Annotations can still be used to guide the macro and provide additional meta-data—but that’s only one of the options; inspecting the types and terms passed to the macro is another. There are numerous examples of macro usages in Scala, for example, the jsoniter-scala library or macwire for compile-time dependency injection.

Macros are often cited as being hard to understand. And while writing a macro might indeed be far from trivial, the same holds—I’d argue, that even to a greater degree—when dealing with writing annotation processors or bytecode generators.

Using macros is a different story; it’s usually no different from calling a method. The fact that error messages are not always perfect is a problem, but that’s a matter of maturing the ecosystem, not a fundamental issue of the entire approach.

While reflection-based code generation, guided by annotations, is still predominant in the Java ecosystem, there are signs that it’s also moving toward compile-time generation. Hibernate’s metamodel is one example (it uses annotation processors). However, the low expressiveness of annotations as a sub-language remains a problem. Another example is Kotlin’s serialization plugin (https://github.com/Kotlin/kotlinx.serialization ).

Explicit when necessary, implicit when not

The last principle doesn’t stem directly from the design of Scala or the standard library but rather from the “culture” of functional programming in general and Scala’s community in particular.

We often see the temptation to introduce various forms of “magic” in almost every platform.
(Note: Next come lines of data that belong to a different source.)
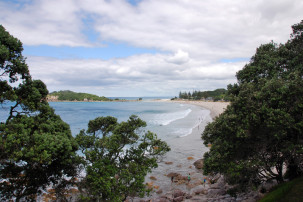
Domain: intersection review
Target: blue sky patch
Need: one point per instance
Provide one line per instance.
(234, 60)
(109, 51)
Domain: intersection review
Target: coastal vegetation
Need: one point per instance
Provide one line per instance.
(38, 151)
(117, 158)
(259, 137)
(67, 95)
(36, 147)
(215, 95)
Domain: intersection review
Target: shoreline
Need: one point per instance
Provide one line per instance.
(189, 149)
(215, 108)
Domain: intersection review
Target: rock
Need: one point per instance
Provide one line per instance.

The intentions are good: we want automation and things to happen automatically. However, problems start when as a user of this “magic” we cannot pinpoint and understand what will happen, when, and why. This is at odds with predictability and explorability of our code bases, which is a significant factor in delivering maintainable software.

A prime example of such “magic” is classpath scanning and “auto-discovery”, which conditionally enables some components, depending on their mere presence on the classpath. This is almost entirely absent in Scala code.
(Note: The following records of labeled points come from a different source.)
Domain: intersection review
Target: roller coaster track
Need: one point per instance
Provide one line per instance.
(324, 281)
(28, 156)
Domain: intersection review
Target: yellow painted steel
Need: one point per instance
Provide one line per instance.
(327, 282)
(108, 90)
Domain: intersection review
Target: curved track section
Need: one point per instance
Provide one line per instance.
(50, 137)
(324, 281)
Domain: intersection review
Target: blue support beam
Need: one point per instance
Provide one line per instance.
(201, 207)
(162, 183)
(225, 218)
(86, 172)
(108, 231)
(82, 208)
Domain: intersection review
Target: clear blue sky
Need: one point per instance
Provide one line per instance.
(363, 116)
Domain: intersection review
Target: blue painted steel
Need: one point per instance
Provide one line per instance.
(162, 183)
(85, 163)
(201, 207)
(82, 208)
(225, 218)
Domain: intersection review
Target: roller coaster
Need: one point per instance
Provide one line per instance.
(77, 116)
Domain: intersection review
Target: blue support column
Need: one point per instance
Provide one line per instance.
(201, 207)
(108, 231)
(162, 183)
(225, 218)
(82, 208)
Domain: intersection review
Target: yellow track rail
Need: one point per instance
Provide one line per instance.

Would you like your operating system behavior to be modified based only on the fact that you downloaded something from the Internet? Yet, that’s what classpath-scanning & auto-instrumentation magic is doing. In Scala, we prefer explicitly enabling features, even if it’s three more lines of code.

Another example is that Scala applications always explicitly define main methods. For some reason, Java code often does not have such a clearly defined entrance point, instead relying on our good old friends: annotations and reflection. Maybe it’s Java that’s unique here, or maybe it’s Scala that is bringing some sanity to the situation—I’m not sure. But for certain, there’s no reason to fear the main .

Where is this coming from? When writing Scala code, or generally using the “functional” style, we work with functions that might accept other functions as parameters and return values that we pass further to other functions. This, after all, is what functional programming is about: treating functions as first-class values.

Consequently, we can directly follow code paths—using the simple yet very effective method of “go-to definition” in our IDEs.

Summary

None of the traits described above are universally unique to Scala. It’s their combination that provides such a good mix. It’s not only about language design; defaults matter, as is shown by immutable data structures and immutable collections in the standard library.

Having a regular, surprisingly small grammar in an expression-oriented language opens up new possibilities—for example, to succinctly represent concepts as values.

Extending the compilation process using type-safe code generation is more efficient, secure, and predictable compared to run-time annotation processing.

Finally, being explicit as to what happens when and why in your code increases the explorability and understandability of our codebases, even when it’s necessary to navigate library-provided infrastructure code.

This all rests on three pillars: the Scala language, the standard library, and the community-provided libraries and frameworks. What would you add to the list of principles when developing code using functional programming and Scala?